Herbert Wertheim School of Public Health and Human Longevity Science, University of California San Diego, La Jolla, CA, United States.
Qualcomm Institute, University of California San Diego, La Jolla, CA, United States.
J Med Internet Res. 2024 May 2;26:e52499. doi: 10.2196/52499.
This study explores the potential of using large language models to assist content analysis by conducting a case study to identify adverse events (AEs) in social media posts. The case study compares ChatGPT's performance with human annotators' in detecting AEs associated with delta-8-tetrahydrocannabinol, a cannabis-derived product. Using the identical instructions given to human annotators, ChatGPT closely approximated human results, with a high degree of agreement noted: 94.4% (9436/10,000) for any AE detection (Fleiss κ=0.95) and 99.3% (9931/10,000) for serious AEs (κ=0.96). These findings suggest that ChatGPT has the potential to replicate human annotation accurately and efficiently. The study recognizes possible limitations, including concerns about the generalizability due to ChatGPT's training data, and prompts further research with different models, data sources, and content analysis tasks.

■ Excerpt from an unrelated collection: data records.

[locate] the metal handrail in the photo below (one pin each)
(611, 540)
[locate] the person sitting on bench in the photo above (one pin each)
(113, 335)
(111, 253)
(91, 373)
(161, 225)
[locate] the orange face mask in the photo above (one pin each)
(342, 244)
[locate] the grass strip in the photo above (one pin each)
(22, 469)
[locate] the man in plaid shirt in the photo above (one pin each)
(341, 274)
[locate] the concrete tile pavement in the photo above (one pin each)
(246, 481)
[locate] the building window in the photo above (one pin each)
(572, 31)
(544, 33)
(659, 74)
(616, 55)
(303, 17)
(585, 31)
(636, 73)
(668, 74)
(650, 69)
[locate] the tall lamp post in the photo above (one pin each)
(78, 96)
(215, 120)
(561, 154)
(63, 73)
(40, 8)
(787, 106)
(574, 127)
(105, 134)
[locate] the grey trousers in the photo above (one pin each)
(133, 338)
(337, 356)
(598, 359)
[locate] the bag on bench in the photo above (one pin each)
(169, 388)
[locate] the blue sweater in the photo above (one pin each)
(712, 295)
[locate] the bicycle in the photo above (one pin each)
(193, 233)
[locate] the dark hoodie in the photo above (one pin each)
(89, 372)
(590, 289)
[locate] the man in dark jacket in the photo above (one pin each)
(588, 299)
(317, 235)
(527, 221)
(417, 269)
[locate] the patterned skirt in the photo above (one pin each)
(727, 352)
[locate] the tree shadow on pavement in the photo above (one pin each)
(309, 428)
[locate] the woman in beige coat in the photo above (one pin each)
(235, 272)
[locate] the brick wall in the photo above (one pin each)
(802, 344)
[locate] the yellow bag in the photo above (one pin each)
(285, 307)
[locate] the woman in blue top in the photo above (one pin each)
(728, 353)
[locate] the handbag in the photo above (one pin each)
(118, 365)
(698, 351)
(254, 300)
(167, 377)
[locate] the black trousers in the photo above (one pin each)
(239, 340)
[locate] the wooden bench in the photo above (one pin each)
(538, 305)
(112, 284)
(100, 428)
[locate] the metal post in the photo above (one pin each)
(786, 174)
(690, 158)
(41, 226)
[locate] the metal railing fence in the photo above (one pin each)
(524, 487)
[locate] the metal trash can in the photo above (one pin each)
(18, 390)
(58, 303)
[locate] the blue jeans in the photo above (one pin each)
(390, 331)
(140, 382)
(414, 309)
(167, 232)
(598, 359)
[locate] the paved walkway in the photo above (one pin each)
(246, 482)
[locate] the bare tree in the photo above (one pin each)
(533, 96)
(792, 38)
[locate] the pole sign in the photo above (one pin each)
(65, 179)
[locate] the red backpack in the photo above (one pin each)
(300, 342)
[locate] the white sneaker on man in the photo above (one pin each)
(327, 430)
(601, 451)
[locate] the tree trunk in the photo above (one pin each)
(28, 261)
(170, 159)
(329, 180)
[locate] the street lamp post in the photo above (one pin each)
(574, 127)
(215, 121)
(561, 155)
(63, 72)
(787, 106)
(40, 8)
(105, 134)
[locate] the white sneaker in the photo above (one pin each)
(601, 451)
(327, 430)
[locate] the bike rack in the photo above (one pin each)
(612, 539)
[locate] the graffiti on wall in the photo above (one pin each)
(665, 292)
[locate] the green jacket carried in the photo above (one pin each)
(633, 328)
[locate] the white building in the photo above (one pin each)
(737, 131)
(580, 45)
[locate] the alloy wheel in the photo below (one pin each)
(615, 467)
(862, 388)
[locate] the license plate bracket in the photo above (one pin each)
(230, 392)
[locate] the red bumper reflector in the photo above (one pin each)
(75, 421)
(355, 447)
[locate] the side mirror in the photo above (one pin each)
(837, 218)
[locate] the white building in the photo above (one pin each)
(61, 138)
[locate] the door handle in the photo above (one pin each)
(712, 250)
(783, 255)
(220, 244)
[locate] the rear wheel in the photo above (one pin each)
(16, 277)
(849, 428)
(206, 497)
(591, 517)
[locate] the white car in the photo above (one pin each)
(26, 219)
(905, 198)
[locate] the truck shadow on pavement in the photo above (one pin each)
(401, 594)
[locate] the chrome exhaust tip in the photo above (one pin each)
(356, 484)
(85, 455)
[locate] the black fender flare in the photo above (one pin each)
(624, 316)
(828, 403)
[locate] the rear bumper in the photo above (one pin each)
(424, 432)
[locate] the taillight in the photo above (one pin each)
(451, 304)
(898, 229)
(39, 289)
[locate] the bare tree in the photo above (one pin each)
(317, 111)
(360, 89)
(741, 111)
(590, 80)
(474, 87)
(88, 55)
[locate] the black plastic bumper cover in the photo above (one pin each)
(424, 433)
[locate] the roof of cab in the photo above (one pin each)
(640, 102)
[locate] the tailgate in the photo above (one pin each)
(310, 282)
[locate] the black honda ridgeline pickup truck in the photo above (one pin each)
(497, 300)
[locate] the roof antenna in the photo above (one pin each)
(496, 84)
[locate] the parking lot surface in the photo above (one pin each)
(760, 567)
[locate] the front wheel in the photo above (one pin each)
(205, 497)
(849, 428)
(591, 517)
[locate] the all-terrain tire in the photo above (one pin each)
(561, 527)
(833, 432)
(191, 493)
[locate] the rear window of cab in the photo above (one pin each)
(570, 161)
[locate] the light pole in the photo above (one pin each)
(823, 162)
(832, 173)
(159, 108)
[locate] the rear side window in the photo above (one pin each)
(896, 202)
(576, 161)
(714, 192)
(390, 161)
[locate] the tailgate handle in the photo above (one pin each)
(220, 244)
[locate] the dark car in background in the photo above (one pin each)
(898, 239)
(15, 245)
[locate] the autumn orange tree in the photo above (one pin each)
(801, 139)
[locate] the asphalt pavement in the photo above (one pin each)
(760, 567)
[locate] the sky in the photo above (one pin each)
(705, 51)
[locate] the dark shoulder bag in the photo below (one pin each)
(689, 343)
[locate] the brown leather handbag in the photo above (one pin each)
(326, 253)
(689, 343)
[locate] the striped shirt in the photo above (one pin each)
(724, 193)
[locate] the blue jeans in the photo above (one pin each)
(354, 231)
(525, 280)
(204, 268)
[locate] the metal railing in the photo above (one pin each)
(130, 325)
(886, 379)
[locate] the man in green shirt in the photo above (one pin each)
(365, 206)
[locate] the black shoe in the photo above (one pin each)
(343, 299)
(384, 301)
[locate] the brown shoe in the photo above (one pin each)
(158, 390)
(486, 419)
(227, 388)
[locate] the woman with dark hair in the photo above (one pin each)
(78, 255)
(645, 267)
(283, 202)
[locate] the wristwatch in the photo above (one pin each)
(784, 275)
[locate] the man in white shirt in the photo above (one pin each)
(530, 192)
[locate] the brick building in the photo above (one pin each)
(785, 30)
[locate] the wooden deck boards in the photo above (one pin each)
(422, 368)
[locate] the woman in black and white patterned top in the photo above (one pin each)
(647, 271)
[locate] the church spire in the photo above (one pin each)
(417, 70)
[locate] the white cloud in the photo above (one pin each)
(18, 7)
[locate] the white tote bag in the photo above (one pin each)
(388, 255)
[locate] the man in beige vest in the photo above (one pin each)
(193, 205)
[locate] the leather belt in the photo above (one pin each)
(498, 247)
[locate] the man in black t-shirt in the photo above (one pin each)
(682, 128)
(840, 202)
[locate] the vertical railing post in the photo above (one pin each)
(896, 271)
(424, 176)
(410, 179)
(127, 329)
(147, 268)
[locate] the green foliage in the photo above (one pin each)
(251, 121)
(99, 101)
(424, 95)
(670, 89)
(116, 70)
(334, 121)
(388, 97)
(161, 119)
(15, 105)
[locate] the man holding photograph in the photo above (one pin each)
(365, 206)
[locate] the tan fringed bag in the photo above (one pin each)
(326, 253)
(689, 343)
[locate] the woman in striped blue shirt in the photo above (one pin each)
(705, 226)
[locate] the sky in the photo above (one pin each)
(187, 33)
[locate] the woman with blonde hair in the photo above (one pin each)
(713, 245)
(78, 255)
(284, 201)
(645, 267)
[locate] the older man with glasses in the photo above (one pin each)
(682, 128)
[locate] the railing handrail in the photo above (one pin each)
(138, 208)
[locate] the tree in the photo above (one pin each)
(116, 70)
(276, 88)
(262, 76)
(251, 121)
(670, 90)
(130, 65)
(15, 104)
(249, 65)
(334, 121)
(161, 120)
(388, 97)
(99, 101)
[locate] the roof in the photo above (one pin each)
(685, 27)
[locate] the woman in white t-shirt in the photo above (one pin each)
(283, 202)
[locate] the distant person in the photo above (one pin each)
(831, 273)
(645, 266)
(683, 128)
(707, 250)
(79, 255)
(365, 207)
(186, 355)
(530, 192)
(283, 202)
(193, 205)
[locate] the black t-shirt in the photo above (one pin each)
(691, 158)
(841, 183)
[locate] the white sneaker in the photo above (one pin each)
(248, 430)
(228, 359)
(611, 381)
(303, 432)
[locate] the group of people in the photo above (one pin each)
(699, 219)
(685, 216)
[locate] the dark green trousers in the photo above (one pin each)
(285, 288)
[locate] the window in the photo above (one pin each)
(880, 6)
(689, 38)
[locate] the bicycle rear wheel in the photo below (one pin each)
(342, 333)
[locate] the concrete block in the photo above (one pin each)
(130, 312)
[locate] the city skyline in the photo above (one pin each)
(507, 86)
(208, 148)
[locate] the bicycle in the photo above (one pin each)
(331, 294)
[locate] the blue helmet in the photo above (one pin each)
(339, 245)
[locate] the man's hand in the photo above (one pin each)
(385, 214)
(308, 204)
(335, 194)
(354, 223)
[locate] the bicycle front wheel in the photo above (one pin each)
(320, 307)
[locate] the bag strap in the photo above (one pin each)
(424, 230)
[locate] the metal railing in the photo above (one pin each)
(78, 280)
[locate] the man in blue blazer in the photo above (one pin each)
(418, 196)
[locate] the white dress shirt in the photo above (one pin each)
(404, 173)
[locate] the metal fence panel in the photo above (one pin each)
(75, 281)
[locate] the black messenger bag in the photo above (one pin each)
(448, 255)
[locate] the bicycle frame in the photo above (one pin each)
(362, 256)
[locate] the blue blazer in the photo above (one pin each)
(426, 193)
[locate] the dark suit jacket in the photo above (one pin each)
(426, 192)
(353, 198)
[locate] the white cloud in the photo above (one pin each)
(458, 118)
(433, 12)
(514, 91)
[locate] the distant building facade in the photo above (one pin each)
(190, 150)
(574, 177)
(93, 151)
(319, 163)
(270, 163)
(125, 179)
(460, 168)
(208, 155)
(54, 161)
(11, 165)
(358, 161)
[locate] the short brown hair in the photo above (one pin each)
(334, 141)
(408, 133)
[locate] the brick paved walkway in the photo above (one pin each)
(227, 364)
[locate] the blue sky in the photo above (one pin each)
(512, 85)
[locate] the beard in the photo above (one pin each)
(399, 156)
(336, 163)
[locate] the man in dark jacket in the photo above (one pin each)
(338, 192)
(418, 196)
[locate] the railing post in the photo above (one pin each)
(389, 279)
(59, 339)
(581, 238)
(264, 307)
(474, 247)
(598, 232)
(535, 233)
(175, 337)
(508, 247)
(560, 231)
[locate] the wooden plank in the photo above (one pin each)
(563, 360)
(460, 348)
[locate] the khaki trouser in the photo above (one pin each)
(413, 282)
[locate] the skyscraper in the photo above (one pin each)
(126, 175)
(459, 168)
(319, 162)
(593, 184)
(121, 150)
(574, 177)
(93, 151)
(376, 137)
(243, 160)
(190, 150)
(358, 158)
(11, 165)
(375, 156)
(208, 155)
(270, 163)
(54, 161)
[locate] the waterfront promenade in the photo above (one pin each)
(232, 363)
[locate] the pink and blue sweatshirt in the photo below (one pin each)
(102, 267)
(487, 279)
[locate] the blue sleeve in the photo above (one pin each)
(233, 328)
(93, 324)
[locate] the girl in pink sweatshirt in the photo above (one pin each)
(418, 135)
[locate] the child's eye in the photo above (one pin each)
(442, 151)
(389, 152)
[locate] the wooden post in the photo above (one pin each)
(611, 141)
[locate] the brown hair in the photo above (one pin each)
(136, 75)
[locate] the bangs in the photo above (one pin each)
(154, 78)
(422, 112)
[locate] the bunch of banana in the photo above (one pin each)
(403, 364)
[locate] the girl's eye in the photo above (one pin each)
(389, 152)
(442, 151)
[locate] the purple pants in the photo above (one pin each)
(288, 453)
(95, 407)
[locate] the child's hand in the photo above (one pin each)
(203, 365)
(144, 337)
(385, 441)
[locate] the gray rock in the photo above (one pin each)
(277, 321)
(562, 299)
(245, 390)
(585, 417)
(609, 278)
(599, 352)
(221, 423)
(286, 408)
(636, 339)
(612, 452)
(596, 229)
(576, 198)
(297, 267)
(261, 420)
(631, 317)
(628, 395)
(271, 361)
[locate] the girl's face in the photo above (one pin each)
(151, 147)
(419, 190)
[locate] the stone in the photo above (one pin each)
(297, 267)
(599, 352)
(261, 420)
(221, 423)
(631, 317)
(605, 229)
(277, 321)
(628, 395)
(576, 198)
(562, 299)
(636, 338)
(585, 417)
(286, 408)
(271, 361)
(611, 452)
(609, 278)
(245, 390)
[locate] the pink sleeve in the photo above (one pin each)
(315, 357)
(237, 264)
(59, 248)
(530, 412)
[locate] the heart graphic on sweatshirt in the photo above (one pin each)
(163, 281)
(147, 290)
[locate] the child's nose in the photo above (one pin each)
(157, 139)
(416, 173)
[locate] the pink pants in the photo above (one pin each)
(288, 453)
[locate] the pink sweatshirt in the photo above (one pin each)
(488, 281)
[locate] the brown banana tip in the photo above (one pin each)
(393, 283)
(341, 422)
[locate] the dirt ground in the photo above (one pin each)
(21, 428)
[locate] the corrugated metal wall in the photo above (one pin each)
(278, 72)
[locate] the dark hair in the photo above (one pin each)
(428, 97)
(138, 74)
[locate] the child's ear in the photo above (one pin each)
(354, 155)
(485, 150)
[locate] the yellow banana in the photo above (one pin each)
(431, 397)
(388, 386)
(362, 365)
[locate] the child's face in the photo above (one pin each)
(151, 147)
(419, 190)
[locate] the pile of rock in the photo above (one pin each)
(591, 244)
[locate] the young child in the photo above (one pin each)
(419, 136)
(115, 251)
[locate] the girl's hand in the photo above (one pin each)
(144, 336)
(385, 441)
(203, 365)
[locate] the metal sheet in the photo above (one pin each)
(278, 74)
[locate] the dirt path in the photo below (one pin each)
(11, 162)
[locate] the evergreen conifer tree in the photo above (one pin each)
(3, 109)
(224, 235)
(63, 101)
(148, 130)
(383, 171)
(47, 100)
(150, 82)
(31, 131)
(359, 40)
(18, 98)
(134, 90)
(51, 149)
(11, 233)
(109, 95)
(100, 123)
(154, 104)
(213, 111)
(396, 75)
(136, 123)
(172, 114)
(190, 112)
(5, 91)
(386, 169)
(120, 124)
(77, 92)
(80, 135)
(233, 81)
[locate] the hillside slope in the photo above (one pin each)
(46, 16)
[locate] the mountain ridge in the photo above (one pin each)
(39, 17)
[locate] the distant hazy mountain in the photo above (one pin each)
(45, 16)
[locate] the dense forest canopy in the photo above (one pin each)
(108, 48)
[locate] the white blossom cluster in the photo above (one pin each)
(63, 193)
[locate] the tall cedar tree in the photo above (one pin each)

The study highlights the promise of large language models for enhancing the efficiency of biomedical research.
本研究通过案例研究探索了使用大型语言模型辅助内容分析的潜力,以识别社交媒体帖子中的不良事件 (AE)。该案例研究比较了 ChatGPT 在检测与大麻衍生产品 delta-8-四氢大麻酚相关的 AE 方面的表现与人类注释者的表现。使用给予人类注释者的相同说明,ChatGPT 非常接近人类的结果,一致性程度很高:任何 AE 检测的 94.4%(9436/10000)(Fleiss κ=0.95)和严重 AE 的 99.3%(9931/10000)(κ=0.96)。这些发现表明 ChatGPT 具有准确高效复制人类注释的潜力。该研究认识到可能存在的局限性,包括由于 ChatGPT 的训练数据而导致的普遍性问题,并提出了使用不同模型、数据源和内容分析任务进行进一步研究的建议。该研究强调了大型语言模型在提高生物医学研究效率方面的潜力。